Tobacco Documents - Order of MN Supreme Court (March 27, 1998)
STATE OF MINNESOTAIN SUPREME COURT CX-98-414 and CX-98-431
OFFICE OF
APPELLATE COURTS
March 27, 1998
Filed
State of Minnesota, by Hubert H. Humphrey, III.
its Attorney General and Blue Cross and
Blue Shield of Minnesota,
Respondents,
vs.
Philip Morris Incorporated, et al.,
Petitioners,
Liggett Group, Inc.,
Defendants.
O R D E R
WHEREAS, Philip Morris, Inc. and R. J. Reynolds Tobacco Company have separately filed petitions for further review of the March 17, 1998, order of the Court of Appeals denying their alternative petitions for a writ of prohibition or a writ of mandamus; and
WHEREAS, by order of this court filed on March 19, 1998, all proceedings with regard to the two discovery orders filed in the Ramsey County District Court on March 7, 1998, were stayed;
IT IS HEREBY ORDERED that the petitions for further review be, and the same are, denied. The effect of this order is stayed until 5:00 p.m., Wednesday, April 1, 1998.
Dated: March 27, 1998
BY THE COURT:
Kathleen A. Blatz
Chief Justice
PAGE, J. and GILBERT, J. took no part in the consideration or decision of this case.
M E M O R AN D U M
By its order of March 25, 1997, the district court appointed a Special Master to assist the court with a complex discovery process in which multiple defendants, including the petitioners, asserted privilege to several hundred thousand documents. By its orders of May 9, 1997 and May 22, 1997, the district court established a subject-matter categorization procedure for the sorting of documents for which a privilege was asserted. Pursuant to this procedure, sample documents from the 14 designated categories were examined by the Special Master, hearings were conducted, and entire categories of documents were declared either discoverable or protected by virtue of the representative review. By implementing this discovery process, the district court recognized the virtually unprecedented dimension of discovery and assertion of privilege involved in this case, which has been pending since August 1994.

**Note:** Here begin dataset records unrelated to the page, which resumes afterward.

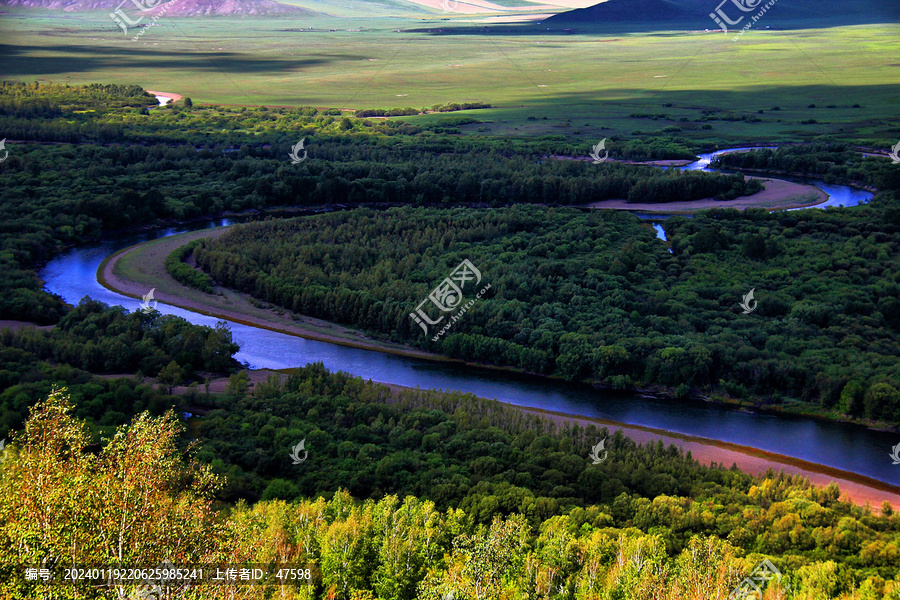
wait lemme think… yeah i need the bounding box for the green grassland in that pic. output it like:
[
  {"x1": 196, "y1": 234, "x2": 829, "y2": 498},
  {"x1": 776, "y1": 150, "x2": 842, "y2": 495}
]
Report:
[{"x1": 2, "y1": 8, "x2": 898, "y2": 141}]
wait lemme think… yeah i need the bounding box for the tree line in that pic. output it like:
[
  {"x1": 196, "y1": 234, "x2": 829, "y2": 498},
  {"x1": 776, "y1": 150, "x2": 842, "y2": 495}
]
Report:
[
  {"x1": 0, "y1": 82, "x2": 759, "y2": 323},
  {"x1": 713, "y1": 143, "x2": 900, "y2": 190}
]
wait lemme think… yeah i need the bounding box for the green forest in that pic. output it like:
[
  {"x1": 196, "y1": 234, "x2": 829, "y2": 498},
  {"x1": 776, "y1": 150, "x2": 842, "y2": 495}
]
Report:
[
  {"x1": 0, "y1": 81, "x2": 758, "y2": 324},
  {"x1": 191, "y1": 363, "x2": 740, "y2": 508},
  {"x1": 714, "y1": 144, "x2": 900, "y2": 190},
  {"x1": 191, "y1": 202, "x2": 900, "y2": 426},
  {"x1": 2, "y1": 81, "x2": 900, "y2": 598},
  {"x1": 2, "y1": 382, "x2": 899, "y2": 599},
  {"x1": 0, "y1": 299, "x2": 239, "y2": 435}
]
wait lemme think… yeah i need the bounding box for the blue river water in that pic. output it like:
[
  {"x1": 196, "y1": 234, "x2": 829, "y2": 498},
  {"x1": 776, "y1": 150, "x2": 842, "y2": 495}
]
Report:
[
  {"x1": 37, "y1": 155, "x2": 895, "y2": 488},
  {"x1": 646, "y1": 148, "x2": 874, "y2": 253}
]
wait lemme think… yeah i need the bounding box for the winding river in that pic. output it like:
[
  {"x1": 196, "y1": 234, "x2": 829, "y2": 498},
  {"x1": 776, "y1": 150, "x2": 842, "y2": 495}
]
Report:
[
  {"x1": 38, "y1": 152, "x2": 897, "y2": 490},
  {"x1": 649, "y1": 148, "x2": 873, "y2": 242}
]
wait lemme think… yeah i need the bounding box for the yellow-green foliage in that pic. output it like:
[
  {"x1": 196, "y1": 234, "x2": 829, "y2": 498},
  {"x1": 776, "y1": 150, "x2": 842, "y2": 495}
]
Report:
[
  {"x1": 1, "y1": 389, "x2": 899, "y2": 599},
  {"x1": 0, "y1": 388, "x2": 230, "y2": 599}
]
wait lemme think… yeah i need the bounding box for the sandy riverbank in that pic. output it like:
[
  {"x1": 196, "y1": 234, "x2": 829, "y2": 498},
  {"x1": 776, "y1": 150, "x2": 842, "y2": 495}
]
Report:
[
  {"x1": 545, "y1": 150, "x2": 830, "y2": 213},
  {"x1": 163, "y1": 371, "x2": 900, "y2": 509},
  {"x1": 520, "y1": 406, "x2": 900, "y2": 510},
  {"x1": 588, "y1": 178, "x2": 828, "y2": 212},
  {"x1": 146, "y1": 90, "x2": 183, "y2": 105},
  {"x1": 0, "y1": 320, "x2": 53, "y2": 332},
  {"x1": 97, "y1": 228, "x2": 447, "y2": 362}
]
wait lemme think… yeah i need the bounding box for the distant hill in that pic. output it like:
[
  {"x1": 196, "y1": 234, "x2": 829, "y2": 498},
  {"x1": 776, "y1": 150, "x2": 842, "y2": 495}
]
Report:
[
  {"x1": 546, "y1": 0, "x2": 690, "y2": 24},
  {"x1": 0, "y1": 0, "x2": 313, "y2": 15},
  {"x1": 546, "y1": 0, "x2": 900, "y2": 28}
]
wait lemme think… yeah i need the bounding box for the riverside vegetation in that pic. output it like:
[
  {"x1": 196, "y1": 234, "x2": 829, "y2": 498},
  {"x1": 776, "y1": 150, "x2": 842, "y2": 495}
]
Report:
[
  {"x1": 1, "y1": 383, "x2": 899, "y2": 599},
  {"x1": 0, "y1": 82, "x2": 784, "y2": 438},
  {"x1": 1, "y1": 81, "x2": 753, "y2": 325}
]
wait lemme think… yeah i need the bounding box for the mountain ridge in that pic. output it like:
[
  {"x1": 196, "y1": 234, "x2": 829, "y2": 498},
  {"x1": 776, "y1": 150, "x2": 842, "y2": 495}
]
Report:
[
  {"x1": 546, "y1": 0, "x2": 900, "y2": 27},
  {"x1": 0, "y1": 0, "x2": 313, "y2": 16}
]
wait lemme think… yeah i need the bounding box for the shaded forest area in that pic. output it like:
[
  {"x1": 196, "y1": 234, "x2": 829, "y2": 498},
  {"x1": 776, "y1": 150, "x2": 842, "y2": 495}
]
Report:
[
  {"x1": 194, "y1": 364, "x2": 738, "y2": 510},
  {"x1": 714, "y1": 144, "x2": 900, "y2": 190},
  {"x1": 0, "y1": 300, "x2": 239, "y2": 436},
  {"x1": 193, "y1": 203, "x2": 900, "y2": 426},
  {"x1": 2, "y1": 384, "x2": 899, "y2": 599}
]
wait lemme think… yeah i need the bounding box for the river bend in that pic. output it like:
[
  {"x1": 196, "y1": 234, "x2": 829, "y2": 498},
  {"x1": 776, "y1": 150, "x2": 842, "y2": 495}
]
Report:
[{"x1": 38, "y1": 154, "x2": 895, "y2": 488}]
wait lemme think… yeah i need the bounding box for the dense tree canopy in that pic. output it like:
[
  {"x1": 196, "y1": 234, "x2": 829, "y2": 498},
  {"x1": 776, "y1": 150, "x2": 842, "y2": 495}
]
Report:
[
  {"x1": 192, "y1": 203, "x2": 900, "y2": 426},
  {"x1": 2, "y1": 80, "x2": 900, "y2": 600},
  {"x1": 0, "y1": 300, "x2": 239, "y2": 435},
  {"x1": 0, "y1": 81, "x2": 763, "y2": 324},
  {"x1": 714, "y1": 143, "x2": 900, "y2": 190}
]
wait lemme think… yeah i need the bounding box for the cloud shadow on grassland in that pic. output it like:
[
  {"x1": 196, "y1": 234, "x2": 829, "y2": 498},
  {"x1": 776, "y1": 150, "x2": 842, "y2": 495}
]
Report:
[{"x1": 0, "y1": 43, "x2": 368, "y2": 76}]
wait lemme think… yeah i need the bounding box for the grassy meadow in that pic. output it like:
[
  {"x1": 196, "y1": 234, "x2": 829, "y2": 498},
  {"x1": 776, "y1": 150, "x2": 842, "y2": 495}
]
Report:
[{"x1": 2, "y1": 8, "x2": 898, "y2": 142}]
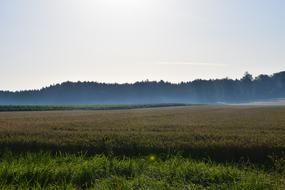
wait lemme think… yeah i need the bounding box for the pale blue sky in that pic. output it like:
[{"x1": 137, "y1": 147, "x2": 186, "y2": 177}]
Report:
[{"x1": 1, "y1": 0, "x2": 285, "y2": 90}]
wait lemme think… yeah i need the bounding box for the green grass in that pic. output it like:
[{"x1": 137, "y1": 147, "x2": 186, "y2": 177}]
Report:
[
  {"x1": 0, "y1": 103, "x2": 188, "y2": 112},
  {"x1": 0, "y1": 152, "x2": 283, "y2": 190}
]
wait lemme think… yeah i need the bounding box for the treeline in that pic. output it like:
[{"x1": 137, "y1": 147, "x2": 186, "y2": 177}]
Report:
[{"x1": 0, "y1": 71, "x2": 284, "y2": 105}]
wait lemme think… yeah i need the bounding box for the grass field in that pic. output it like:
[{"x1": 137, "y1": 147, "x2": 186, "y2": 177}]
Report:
[
  {"x1": 0, "y1": 104, "x2": 188, "y2": 112},
  {"x1": 0, "y1": 105, "x2": 284, "y2": 189},
  {"x1": 0, "y1": 152, "x2": 283, "y2": 189}
]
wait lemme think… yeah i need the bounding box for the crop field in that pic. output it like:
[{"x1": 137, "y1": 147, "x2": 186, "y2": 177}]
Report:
[
  {"x1": 0, "y1": 105, "x2": 284, "y2": 189},
  {"x1": 0, "y1": 104, "x2": 187, "y2": 112}
]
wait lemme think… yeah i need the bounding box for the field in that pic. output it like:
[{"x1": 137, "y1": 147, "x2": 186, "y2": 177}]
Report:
[
  {"x1": 0, "y1": 105, "x2": 284, "y2": 189},
  {"x1": 0, "y1": 104, "x2": 187, "y2": 112}
]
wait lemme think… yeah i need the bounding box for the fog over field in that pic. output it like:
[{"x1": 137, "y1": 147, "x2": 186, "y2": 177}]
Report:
[{"x1": 232, "y1": 99, "x2": 285, "y2": 106}]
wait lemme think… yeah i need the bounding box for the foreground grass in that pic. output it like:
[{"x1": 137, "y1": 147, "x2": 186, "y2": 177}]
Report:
[{"x1": 0, "y1": 152, "x2": 283, "y2": 190}]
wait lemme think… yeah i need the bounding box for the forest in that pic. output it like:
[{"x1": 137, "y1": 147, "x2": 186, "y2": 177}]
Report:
[{"x1": 0, "y1": 71, "x2": 284, "y2": 105}]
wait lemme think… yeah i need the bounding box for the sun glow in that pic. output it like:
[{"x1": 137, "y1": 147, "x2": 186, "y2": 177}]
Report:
[
  {"x1": 102, "y1": 0, "x2": 142, "y2": 6},
  {"x1": 74, "y1": 0, "x2": 145, "y2": 9},
  {"x1": 71, "y1": 0, "x2": 149, "y2": 20}
]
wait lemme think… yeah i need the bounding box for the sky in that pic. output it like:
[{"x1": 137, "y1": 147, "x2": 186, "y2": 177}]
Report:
[{"x1": 0, "y1": 0, "x2": 285, "y2": 91}]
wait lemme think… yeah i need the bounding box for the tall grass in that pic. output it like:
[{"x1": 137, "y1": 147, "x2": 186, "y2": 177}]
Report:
[{"x1": 0, "y1": 152, "x2": 283, "y2": 190}]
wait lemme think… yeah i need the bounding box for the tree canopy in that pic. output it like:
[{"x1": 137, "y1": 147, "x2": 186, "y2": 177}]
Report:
[{"x1": 1, "y1": 71, "x2": 284, "y2": 105}]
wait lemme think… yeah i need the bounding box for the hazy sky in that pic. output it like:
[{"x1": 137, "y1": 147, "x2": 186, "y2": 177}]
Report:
[{"x1": 1, "y1": 0, "x2": 285, "y2": 90}]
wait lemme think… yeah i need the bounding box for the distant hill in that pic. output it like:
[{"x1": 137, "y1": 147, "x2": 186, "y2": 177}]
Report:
[{"x1": 1, "y1": 71, "x2": 285, "y2": 105}]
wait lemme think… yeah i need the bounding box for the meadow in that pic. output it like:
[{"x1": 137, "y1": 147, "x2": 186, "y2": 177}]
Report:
[
  {"x1": 0, "y1": 105, "x2": 284, "y2": 189},
  {"x1": 0, "y1": 104, "x2": 187, "y2": 112}
]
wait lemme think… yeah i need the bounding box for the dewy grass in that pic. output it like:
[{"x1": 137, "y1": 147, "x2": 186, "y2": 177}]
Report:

In their alternative petitions to the court of appeals for a writ of mandamus or a writ of prohibition, the denial of which the petitioners now ask us to review, petitioners sought to restrain the district court from enforcing its two orders filed on March 7, 1998, directing discovery. While we have reviewed earlier petitions relating to the discovery process, on this occasion the petitioners essentially urge this court to direct the district court to begin anew to engage in a more comprehensive and document-specific review of potentially as many as 230,000 documents to which petitioners claim one or more privileges, including attorney-client, opinion or fact work product, or joint defense.
We recognize petitioners' concern that effective review of discovery orders occurs prior to disclosure of documents, but the extraordinary relief they seek is, as a practical matter, an impossibility. One of the petitions for further review purports to direct our attention to a finite number of documents which, it is asserted, demonstrates the flaw or error in the categorization process, but, in fact, both petitions sweep broadly, suggesting that procedural due process is satisfied only with a document-by-document consideration. The practical impossibility of the relief sought by petitioners mandates that we deny their request for discretionary review.
It should be noted that our order today does not address or decide the propriety of the process established by the district court to deal with the volume of material before it; rather, it does acknowledge the interlocutory nature of the orders at issue and the practical impossibility of the relief sought. While, by operation of the subject orders of the district court, many of the documents are discoverable, there remains the inquiry as to the relevancy of these documents and their admissibility-issues which will undoubtedly be carefully considered by the district court.